Private company secondaries: The dealmaker's guide

Background

Vauban's activity has changed due to the recent COVID crisis. We have experienced an upsurge in demand on the startup Single-Deal SPV side for two types of deals in particular:

  • Bridge rounds and convertible loan notes of companies looking to extend their runways
  • Secondary transactions

What is a secondary transaction?

The typical way of investing in a startup is to buy shares in a funding round, when a company creates new shares that investors buy at an agreed price. In other words, investors purchase shares from the company itself.

A secondary transaction is where an investor buys shares from an existing shareholder instead. The current shareholder will generally be an earlier investor, an employee who exercised their options, or a founder.

Startup shares can be lucrative holdings, but they’re illiquid; you can’t shop with them. In times of financial crisis, for a multitude of reasons, people tend to favour cash and liquidity and are more likely to sell their shares.
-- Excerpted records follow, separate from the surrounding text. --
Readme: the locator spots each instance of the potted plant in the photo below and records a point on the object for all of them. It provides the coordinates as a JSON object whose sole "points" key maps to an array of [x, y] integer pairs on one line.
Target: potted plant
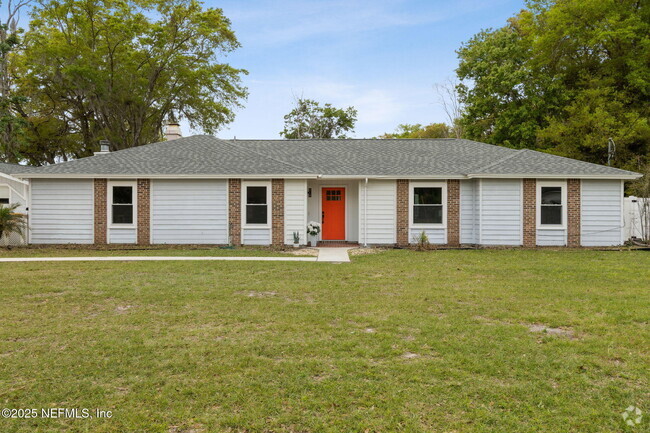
{"points": [[313, 229]]}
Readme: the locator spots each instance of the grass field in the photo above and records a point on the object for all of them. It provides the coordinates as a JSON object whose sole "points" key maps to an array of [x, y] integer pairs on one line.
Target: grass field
{"points": [[444, 341]]}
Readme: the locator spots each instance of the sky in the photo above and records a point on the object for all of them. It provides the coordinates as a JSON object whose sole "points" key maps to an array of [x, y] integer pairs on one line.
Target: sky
{"points": [[381, 56]]}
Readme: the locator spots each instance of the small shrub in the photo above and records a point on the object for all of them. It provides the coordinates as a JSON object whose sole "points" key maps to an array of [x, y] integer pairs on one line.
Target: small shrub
{"points": [[10, 222], [421, 241]]}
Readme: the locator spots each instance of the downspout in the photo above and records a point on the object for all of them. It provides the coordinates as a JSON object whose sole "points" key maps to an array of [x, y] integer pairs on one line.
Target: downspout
{"points": [[365, 215]]}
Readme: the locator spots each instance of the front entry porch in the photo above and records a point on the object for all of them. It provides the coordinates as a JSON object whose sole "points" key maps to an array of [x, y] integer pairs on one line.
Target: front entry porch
{"points": [[334, 204]]}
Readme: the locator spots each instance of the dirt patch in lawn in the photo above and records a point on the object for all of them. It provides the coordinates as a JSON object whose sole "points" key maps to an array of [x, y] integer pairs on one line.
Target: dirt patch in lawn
{"points": [[313, 252], [365, 251], [543, 329]]}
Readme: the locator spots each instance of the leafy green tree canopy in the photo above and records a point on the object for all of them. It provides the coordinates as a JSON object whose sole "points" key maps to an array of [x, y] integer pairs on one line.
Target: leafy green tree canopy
{"points": [[309, 119], [563, 76], [118, 69], [434, 130]]}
On the investors’ side, savvy dealmakers scout for opportunities to offer promising shares at a discount to their investor base.‍

Sourcing secondaries

As mentioned, secondaries opportunities are generally sourced from three types of current shareholders: Earlier investors, founders and employees.

An earlier investor

  • An early angel investor that needs cash: Life happens, and the angel investor might be at a stage where he/she needs cash to buy a house or face unexpected expenses for example.
  • An investor (Venture or Angel) that doesn't believe in the direction the company is taking and wants to exit
  • A venture fund that has reached maturity: Venture funds are cyclical. At some point, they have to return cash to their LPs and if the company is not at a stage where it can IPO or be acquired, Venture capitalists will consider secondary transactions as an exit.

A founder or an employee

We can group these together as their motivations to sell their shares will generally be motivated by the same reasons:

  • A need for cash to finance a life project or to face unexpected expenses.
  • A disagreement with the strategy of the company.
  • A need to cut the relationship after having been ousted.

SPV to structure secondaries

Why should you use an SPV to structure secondary transactions?
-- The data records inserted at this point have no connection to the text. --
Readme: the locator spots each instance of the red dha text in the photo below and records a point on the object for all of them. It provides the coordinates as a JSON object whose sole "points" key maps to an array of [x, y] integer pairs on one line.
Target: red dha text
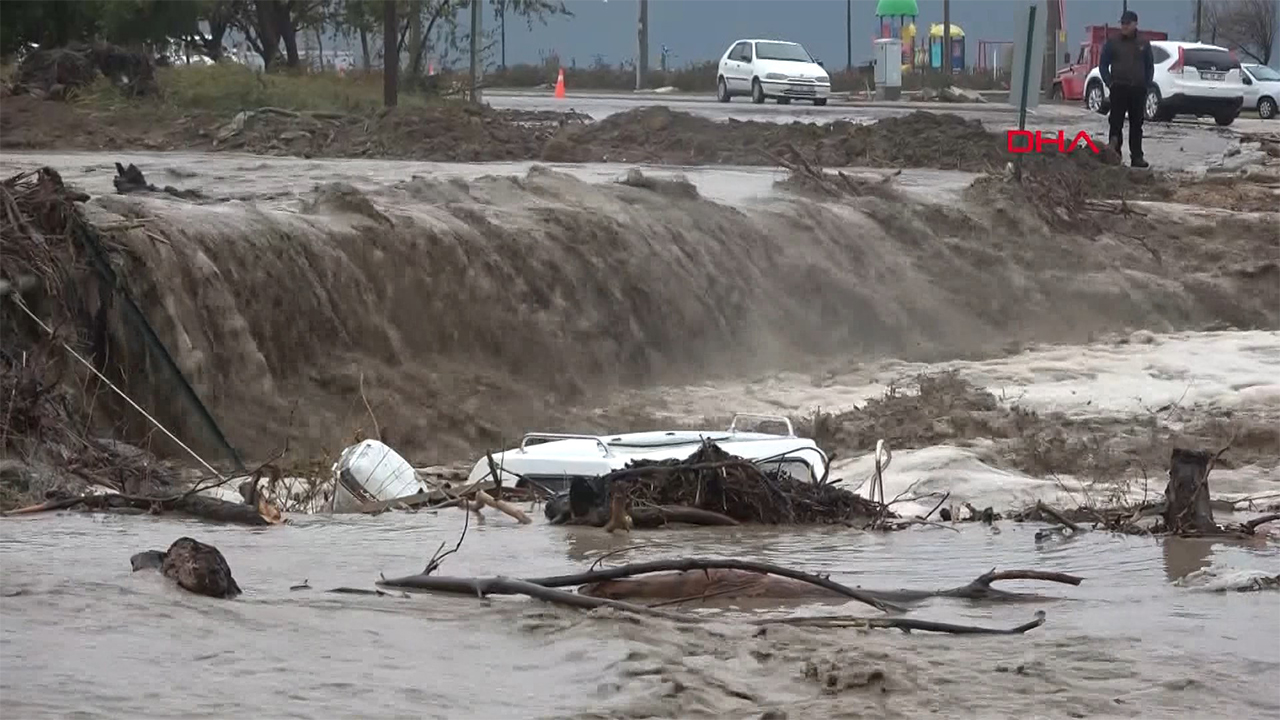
{"points": [[1037, 141]]}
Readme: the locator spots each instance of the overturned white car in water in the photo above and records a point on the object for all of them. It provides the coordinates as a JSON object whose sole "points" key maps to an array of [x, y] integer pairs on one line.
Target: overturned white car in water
{"points": [[554, 460]]}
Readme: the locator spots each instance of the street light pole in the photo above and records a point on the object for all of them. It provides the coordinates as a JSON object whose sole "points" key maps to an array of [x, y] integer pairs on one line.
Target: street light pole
{"points": [[849, 35], [643, 45], [475, 51]]}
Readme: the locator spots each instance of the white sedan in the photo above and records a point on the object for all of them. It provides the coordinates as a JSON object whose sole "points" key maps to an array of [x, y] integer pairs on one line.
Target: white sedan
{"points": [[771, 68], [1261, 90]]}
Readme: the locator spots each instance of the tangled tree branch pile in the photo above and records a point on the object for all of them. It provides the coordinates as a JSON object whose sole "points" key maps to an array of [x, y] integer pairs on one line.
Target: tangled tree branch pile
{"points": [[59, 422], [48, 443], [54, 72]]}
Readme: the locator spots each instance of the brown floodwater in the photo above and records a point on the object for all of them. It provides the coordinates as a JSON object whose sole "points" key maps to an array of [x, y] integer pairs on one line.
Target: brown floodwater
{"points": [[83, 637]]}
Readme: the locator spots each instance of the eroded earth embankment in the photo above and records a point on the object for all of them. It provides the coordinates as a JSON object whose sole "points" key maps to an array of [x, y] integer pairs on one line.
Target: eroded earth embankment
{"points": [[462, 313]]}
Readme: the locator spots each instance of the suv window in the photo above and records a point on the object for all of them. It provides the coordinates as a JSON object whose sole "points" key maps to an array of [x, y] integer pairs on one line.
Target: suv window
{"points": [[1207, 59]]}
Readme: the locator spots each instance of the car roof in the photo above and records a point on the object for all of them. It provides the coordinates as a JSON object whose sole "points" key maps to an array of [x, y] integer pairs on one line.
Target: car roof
{"points": [[1187, 45]]}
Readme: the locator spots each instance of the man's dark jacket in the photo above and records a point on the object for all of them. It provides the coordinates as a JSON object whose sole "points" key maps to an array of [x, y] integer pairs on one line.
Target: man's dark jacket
{"points": [[1127, 62]]}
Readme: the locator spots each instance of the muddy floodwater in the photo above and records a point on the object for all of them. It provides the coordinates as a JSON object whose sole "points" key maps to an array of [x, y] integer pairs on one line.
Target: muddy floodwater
{"points": [[82, 637]]}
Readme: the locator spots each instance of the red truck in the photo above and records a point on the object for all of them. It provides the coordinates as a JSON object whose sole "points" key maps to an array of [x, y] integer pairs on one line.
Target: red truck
{"points": [[1069, 81]]}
Secondary transactions generally happen in a very discreet manner as they could send wrong signals to the market otherwise. The founder/employee/early investor looking to exit for cash will typically prefer to discreetly sell all of the shares they want to sell at once, rather than having to complete multiple transactions with several investors.

On their end, investors will welcome the opportunity of being able to invest at a low minimum and with minimum hassle.

This is where dealmakers come in. They will find secondary opportunities through their networks and source investors for the deal, charging carried interest for their work in the process. This is why the use of an SPV is mandatory.

How to structure a secondary transaction with an SPV?

  1. Find a founder/employee/investor that wants to sell their holdings in a sexy startup.
  2. Ensure that the prospective seller has the right (or can obtain it) to sell their shares. You can generally find this information in the Articles of Association of the startup, which in some jurisdictions (in Europe) you can easily find on the website of the corporate registry (Companies House in the UK, for example). If not, you will need to request this information from the corporate secretary or one of the directors. This shouldn’t be a problem for any existing shareholder.
  3. Find investors that are interested in buying these shares. Secondaries can be very attractive as they are often priced at a discount compared to the startup’s market value (the valuation at which the company last closed or is about to close a funding round).
  4. Create an SPV and get the investors to invest in it.
  5. Buy the shares from the seller with the SPV. Note that in some jurisdictions, the purchaser (here the SPV) will have to pay stamp duty (in the UK, it’s 0.5%) on the total consideration value.
  6. Wait hopefully for an exit in the form of an IPO or an M&A. Or sell your holdings through another secondary transaction.

Conclusion

Investors are now (through the SPV) holding shares in a promising startup that they bought at a discount, with (generally) a low minimum and the dealmaker that sourced the secondary, found the investors and created the SPV has gained a carried interest of 20%.

The founder, employee or early investor that sold its shares on its end, has sold its shares in a single transaction to the SPV, minimising associated hassle and noise.